“L’argent seul ne suffit pas pour créer un écosystème de startups sain”

Frederik Tibau est rédacteur chez Data News.

Lors d’une visite aux deux plus importants concentrateurs de startups de Singapour, l’on a compris directement que l’on en est encore ici aux balbutiements, mais qu’il y a aussi pas mal de ressemblances avec ce qu’on connaît en Belgique.

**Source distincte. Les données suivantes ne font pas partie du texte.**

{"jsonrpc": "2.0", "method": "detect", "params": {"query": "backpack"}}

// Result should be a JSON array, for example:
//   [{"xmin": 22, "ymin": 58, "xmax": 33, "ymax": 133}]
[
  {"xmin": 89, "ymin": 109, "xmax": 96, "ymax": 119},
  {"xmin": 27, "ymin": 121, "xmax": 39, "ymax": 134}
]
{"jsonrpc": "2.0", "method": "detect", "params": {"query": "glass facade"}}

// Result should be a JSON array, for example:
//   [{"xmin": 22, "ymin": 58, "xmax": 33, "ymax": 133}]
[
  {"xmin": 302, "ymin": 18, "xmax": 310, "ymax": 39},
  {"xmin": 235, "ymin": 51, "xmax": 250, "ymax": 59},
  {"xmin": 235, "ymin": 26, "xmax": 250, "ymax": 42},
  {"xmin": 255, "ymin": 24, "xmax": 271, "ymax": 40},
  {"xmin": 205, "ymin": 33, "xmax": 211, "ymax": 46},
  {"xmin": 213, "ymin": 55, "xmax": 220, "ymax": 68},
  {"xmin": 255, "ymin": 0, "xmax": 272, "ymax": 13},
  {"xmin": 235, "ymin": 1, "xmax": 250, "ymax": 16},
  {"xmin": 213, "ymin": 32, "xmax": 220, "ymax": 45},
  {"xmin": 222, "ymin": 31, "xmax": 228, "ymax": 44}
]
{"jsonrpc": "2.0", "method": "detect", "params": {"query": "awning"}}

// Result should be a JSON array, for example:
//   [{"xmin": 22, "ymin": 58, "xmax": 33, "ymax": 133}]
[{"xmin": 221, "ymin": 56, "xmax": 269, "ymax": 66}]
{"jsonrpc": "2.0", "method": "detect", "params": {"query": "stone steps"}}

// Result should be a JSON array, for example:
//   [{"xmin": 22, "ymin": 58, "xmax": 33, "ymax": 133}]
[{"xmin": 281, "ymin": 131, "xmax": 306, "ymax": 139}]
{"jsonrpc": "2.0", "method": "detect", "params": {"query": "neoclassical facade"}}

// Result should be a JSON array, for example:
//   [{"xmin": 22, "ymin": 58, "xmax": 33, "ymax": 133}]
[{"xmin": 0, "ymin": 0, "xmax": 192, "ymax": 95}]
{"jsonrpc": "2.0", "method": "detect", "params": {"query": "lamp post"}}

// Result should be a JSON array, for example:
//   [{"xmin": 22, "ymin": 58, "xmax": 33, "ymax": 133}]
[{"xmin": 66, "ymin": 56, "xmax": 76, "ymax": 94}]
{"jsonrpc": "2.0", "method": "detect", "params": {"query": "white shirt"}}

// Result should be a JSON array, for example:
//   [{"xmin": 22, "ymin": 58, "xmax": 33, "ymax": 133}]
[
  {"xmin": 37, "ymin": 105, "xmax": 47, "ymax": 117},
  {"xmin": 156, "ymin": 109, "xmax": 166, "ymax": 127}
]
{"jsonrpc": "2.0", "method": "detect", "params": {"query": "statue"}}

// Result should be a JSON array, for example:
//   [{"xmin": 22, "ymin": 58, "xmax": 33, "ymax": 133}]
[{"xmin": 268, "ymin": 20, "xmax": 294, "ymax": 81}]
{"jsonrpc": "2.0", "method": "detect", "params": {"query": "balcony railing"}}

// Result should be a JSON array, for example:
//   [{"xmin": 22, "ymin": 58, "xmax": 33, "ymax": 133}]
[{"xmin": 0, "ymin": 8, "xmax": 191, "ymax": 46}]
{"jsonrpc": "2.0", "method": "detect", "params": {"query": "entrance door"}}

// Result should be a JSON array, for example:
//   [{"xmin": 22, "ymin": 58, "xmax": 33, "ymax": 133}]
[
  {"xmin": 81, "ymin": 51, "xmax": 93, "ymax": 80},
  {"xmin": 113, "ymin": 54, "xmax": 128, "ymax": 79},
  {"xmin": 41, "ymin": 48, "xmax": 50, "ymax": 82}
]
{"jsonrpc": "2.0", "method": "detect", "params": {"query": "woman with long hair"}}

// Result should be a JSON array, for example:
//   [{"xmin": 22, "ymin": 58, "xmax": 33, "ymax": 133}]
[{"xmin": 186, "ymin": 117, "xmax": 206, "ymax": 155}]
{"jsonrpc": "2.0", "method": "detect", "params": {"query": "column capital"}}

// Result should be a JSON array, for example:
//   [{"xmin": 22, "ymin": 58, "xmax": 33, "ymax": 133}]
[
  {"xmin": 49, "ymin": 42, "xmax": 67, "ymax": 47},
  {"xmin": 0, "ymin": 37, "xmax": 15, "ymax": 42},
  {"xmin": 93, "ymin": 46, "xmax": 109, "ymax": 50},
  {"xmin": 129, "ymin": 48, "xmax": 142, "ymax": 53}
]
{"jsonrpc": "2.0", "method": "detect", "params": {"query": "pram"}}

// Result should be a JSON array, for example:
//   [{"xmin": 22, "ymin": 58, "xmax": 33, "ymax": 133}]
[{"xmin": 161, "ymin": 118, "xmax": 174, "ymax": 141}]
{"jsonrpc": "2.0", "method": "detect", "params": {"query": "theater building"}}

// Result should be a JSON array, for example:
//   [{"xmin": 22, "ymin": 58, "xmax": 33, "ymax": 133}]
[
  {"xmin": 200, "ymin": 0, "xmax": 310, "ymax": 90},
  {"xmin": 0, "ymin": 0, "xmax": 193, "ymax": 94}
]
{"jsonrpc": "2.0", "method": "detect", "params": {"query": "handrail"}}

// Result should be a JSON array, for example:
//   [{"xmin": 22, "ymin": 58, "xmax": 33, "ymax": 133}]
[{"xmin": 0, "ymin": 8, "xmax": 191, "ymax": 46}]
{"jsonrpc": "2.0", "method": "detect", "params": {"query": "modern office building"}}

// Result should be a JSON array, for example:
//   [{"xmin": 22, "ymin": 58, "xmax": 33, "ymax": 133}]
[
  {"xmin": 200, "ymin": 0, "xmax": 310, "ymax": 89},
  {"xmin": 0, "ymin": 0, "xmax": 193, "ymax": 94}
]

Lors d’une visite aux deux plus importants concentrateurs de startups de Singapour, l’on a compris directement que l’on en est encore ici aux balbutiements, mais qu’il y a aussi pas mal de ressemblances avec ce qu’on connaît en Belgique. Cette semaine, une dizaine d’entrepreneurs belges découvrent le paysage des startups de Singapour dans le cadre d’une première Webmission en Asie. Au cours de la première journée, une visite aux deux principaux concentrateurs de startups figurait au programme (The Hub et Block 71), alors que le jeune entrepreneur français Martin Pasquier est venu parler de ses expériences sur place.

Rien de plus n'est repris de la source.